Der Senat folgt der Rechtsprechung des BSG aus den Urteilen vom 03.11.1999 - Az.: B 3 P 6/99 R - und 26.04.2001 - Az.: B 3 P 15/00 R -. Die in diesen Entscheidungen dargelegten Gründe hält der Senat insbesondere unter Berücksichtigung des Urteil vom 03.11.1999, das zu einem durchaus vergleichbaren Sachverhalt (dort: 1940 geborene Klägerin, Pflegestufe I, Multiple Sklerose, allein wohnend in einem Einfamilienhaus, Pflege durch Sohn sowie Nachbarin) erging, für uneingeschränkt zutreffend. Ebenso wie das Bundessozialgericht sieht auch der Senat den Einbau einer elektrisch betriebenen Markise zur elementaren Lebensführung im häuslichen Bereich nicht als erforderlich an. Zwar dient auch diese Einrichtung der Verbesserung der Lebensqualität der Klägerin, weil sie es ihr ermöglicht, sich ohne Inanspruchnahme fremder Hilfe bei starker Sonneneinstrahlung im Freien aufzuhalten. Jedoch geht dieses Bedürfnis über durchschnittliche Anforderungen an den Wohnkomfort hinaus, so dass dafür keine Mittel der Solidargemeinschaft aus der gesetzlichen Pflegeversicherung in Anspruch genommen werden können. Wohnungssicherungsmaßnahmen richten sich nicht stets und vollständig nach den individuellen Bedürfnissen und Lebensgewohnheiten des einzelnen Pflegebedürftigen aus. Maßgebend ist vielmehr nur ein üblicher und durchschnittlicher Wohnungsstandard, wie sich dies insbesondere aus dem Wirtschaftlichkeitsgebot nach §§ 4 Abs. 3, 29 Abs. 1 SGB XI ergibt. Die Ausstattung von Balkonen mit Markisen, dazu noch mit elektrischem Antrieb versehene Markisen, entspricht offenkundig im Sinne der Allgemeinkundigkeit (§ 291 ZPO) nicht dem allgemeinen Wohnungsstandard. Die gegenteilige Behauptung der Klägerin entbehrt jeder Grundlage. Auch bei Altenwohnheimen modernerer Bauart ist offenkundig Sonnenschutz in dieser Form nicht üblich. Aus diesen Gründen ist die individuelle Lebenssituation der Klägerin ebenso wenig entscheidend wie ihr Einwand, der vom Bundessozialgericht entschiedene Sachverhalt und das daraus resultierende Ergebnis sei schon deswegen unbeachtlich, weil die Klägerin des dortigen Verfahrens in einem Einfamilienhaus wohnte. Dies erklärt auch, warum eine konkrete Begutachtung durch den Medizinischen Dienst der Beklagten vor Ort nicht notwendig gewesen ist.
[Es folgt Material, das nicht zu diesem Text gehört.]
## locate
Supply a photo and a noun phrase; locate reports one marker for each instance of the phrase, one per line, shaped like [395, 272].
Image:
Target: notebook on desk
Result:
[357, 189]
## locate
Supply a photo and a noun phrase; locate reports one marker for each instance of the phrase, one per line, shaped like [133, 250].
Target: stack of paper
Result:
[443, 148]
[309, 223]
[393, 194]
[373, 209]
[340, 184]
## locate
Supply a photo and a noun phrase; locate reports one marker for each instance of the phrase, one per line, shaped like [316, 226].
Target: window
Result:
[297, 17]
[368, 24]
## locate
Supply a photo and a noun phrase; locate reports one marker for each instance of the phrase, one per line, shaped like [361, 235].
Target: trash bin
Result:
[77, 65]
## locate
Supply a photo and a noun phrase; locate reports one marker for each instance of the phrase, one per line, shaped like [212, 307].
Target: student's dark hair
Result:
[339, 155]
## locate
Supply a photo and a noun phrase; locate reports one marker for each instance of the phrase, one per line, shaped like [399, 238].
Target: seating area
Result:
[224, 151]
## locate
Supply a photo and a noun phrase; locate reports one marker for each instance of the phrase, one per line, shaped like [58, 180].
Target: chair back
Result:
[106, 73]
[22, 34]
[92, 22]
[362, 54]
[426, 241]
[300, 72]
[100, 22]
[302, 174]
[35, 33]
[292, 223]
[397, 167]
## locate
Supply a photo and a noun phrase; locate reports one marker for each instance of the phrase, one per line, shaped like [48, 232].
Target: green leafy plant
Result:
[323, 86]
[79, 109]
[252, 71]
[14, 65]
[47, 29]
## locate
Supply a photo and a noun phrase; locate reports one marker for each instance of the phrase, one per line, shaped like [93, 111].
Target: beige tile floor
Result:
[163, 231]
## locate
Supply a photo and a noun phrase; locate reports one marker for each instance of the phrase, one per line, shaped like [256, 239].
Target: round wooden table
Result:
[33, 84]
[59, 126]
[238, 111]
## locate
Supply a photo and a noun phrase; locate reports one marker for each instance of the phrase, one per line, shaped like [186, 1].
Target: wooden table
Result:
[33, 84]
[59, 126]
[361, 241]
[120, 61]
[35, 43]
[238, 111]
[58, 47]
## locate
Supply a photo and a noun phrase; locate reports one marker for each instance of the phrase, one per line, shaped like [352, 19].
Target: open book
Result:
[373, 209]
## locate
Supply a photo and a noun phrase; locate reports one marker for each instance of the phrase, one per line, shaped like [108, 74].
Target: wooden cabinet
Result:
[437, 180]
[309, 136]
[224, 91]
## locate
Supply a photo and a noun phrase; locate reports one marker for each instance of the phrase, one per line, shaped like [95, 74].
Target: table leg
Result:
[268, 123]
Scheidet somit der Maßnahmecharakter schon aus, dann kann es letztlich unbeantwortet bleiben, ob mit der elektrisch betriebenen Markise überhaupt ein Beitrag zur Wiederherstellung einer möglichst selbstständigen Lebensführung der Klägerin geleistet werden kann. Die Klägerin stützt ihre Begründung in erster Linie darauf, sie benötige dann nicht die Hilfe Dritter, um sich in frischer Luft aufzuhalten. Dies vermag den Senat nicht zu überzeugen, da die Frischluftzufuhr bzw. das Aufhalten in frischer Luft auch durch einen dann sonnengeschützten Balkon kaum gesteigert werden kann. Da jedoch aus den dargelegten Gründen eine Markise schon keine Maßnahme zur Verbesserung des Wohnumfeldes darstellt, brauchte der Senat diese Frage nicht zu entscheiden.

Die Kostenentscheidung beruht auf § 193 SGG.

Insbesondere vor dem Hintergrund der genannten Entscheidung des Bundessozialgerichts hat der Senat keine Veranlassung gesehen, die Revision zuzulassen. Die Voraussetzungen des § 160 Abs. 2 Nrn. 1 und 2 SGG sind nicht erfüllt.